I did a search and came up with about a hundred different recipes, so instead of trying to figure out which one would turn out most like these, I decided to ask!
So, does anyone have a TNT sopapilla recipe like what I described?
Thanks!


----------



## QSis (Jan 5, 2009)

Bump

I would like to try making them, too!  The only ones I've ever had were in New Mexico - I fell in love with them!

Lee


----------



## Michelemarie (Jan 5, 2009)

I want in too!


----------



## Alix (Jan 5, 2009)

Dina? You around? We need you my friend.


----------



## Maverick2272 (Jan 5, 2009)

We want em!!!!!! LOL.


----------



## QSis (Jan 5, 2009)

MexicoKaren, perhaps?

Lee


----------



## AllenOK (Jan 5, 2009)

Ok, here's a recipe I have in my files.  It's Caine's, from this website.  I haven't tried it.

Sopapillas
Yields:  
From:  Caine on www.discusscooking.com 

1 ½ c all purpose flour
2 t double-acting baking powder
¾ t salt
2 T shortening
½ c warm water 
Oil for deep frying

	Sift flour, baking powder and salt together into a large bowl. Cut the shortening into the flour until the mixture resembles a coarse meal. Add warm water and mix with the dough until it forms a ball. 
	On lightly floured surface, knead the dough for 5 minutes. Gather it into a ball, and cover with a kitchen towel. Let the dough rest for 15 minutes. 
	Meanwhile, heat oil in a deep fryer or heavy saucepan to 400°F.  Divide the dough in half and roll out each portion into an 8” circle. Cut each circle into four equal wedges. Fry the dough for 3 to 4 minutes, turning gently, until they puff up and turn golden brown. Remove from oil and drain on paper towels. Tradition dictates breaking one open, drizzling honey inside, and eating.

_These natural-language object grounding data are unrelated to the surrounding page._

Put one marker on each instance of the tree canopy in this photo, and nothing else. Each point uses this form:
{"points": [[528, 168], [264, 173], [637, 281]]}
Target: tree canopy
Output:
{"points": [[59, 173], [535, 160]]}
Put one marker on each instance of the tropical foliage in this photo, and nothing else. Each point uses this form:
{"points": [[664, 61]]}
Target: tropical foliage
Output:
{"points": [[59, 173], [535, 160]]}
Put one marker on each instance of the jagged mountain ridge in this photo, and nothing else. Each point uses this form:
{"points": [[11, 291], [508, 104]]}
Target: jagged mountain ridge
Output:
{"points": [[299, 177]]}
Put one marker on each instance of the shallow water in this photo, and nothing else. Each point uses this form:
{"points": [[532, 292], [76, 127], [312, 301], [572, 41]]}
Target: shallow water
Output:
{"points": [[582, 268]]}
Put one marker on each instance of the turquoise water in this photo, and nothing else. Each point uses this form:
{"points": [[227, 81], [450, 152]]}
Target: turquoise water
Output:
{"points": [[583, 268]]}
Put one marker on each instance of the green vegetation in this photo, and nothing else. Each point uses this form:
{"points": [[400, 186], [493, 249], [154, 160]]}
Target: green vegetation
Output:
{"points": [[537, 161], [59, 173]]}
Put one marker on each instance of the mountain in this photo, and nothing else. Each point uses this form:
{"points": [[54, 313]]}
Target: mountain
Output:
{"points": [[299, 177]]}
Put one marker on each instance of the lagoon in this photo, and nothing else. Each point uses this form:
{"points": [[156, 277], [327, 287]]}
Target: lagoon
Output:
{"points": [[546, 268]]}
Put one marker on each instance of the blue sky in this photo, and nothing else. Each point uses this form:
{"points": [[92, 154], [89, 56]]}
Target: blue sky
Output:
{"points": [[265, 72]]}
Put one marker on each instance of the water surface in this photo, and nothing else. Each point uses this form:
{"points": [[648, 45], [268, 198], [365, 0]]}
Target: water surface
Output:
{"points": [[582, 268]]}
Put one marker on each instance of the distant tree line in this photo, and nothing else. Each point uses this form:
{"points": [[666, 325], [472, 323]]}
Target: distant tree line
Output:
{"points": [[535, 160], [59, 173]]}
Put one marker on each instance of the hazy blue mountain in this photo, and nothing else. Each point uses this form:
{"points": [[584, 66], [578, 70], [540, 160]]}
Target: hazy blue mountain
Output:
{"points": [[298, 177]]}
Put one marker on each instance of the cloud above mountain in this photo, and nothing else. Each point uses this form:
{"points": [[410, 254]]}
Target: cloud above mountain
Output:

Also, several months ago, I bought what I thought was a bag of Masa Harina, and it ended up being a bag of Harina de Tortillas.  Basically, it's a self-rising flour mix used to make flour tortillas.  There was a Sopapilla recipe on the bag.  I've made it twice, the most recently was two nights ago.  For a "bagged mix" (yes, I used a bagged mix, please forgive me!), it was pretty good.  My kids went nuts for them.


----------



## Katie H (Jan 5, 2009)

I have a recipe I used for an all-Mexican birthday party for Buck a hundred years ago.  They were awesome and there weren't any left after the party.  I still have the recipe but I'll have to dig it out.  Give me a little while and I'll share it.


----------



## Maverick2272 (Jan 5, 2009)

Cool thanks guys. Now just one question, the ones I had (I just remembered the name of the restaurant it is Mrs. Lady's) were soft, puffy, and kinda like a light bread inside. They also tasted sweet on their own.
Does this sound like the ones you had?


----------



## Katie H (Jan 5, 2009)

Little bready puffs.  Yes, mildly sweet.  Sometimes dusted with powdered sugar.


----------



## Maverick2272 (Jan 5, 2009)

In that case... you have my undivided attention, LOL.


----------



## PieSusan (Jan 5, 2009)

Very interesting question, Grasshopper. Ok, there are similarities among three different things: 
Bunuelos, Indian Fry Bread and Sopapillas. Learn about them here and find tried and true authentic recipes:
Bunuelos Recipes, Mexican-Style Doughnuts, Buñuelos vs. Indian Fry Bread vs. Sopapillas, Southwest Cooking, Mexican Cooking, Southwest Food

Navajo Fry Bread History and Recipe, Indian Tacos History and Recipe,

Sopapillas, New Mexico Sopapillas, Southwest Cooking, Native American Cooking, Southwest Food


----------



## ndnstarr (Jan 5, 2009)

i live in new mexico and almost all the new mexican restuarants serve them.  i havent ever tried to make from scratch because there is actaully a kit that is sold here to make them.. let me know if the recipe posted isnt what you are looking for..


----------



## AllenOK (Jan 7, 2009)

Well, the one's I've always made, or that my Mom made, were hollow, like a really small pita.  We would rip a corner off and squirt some honey into it.  Yummy.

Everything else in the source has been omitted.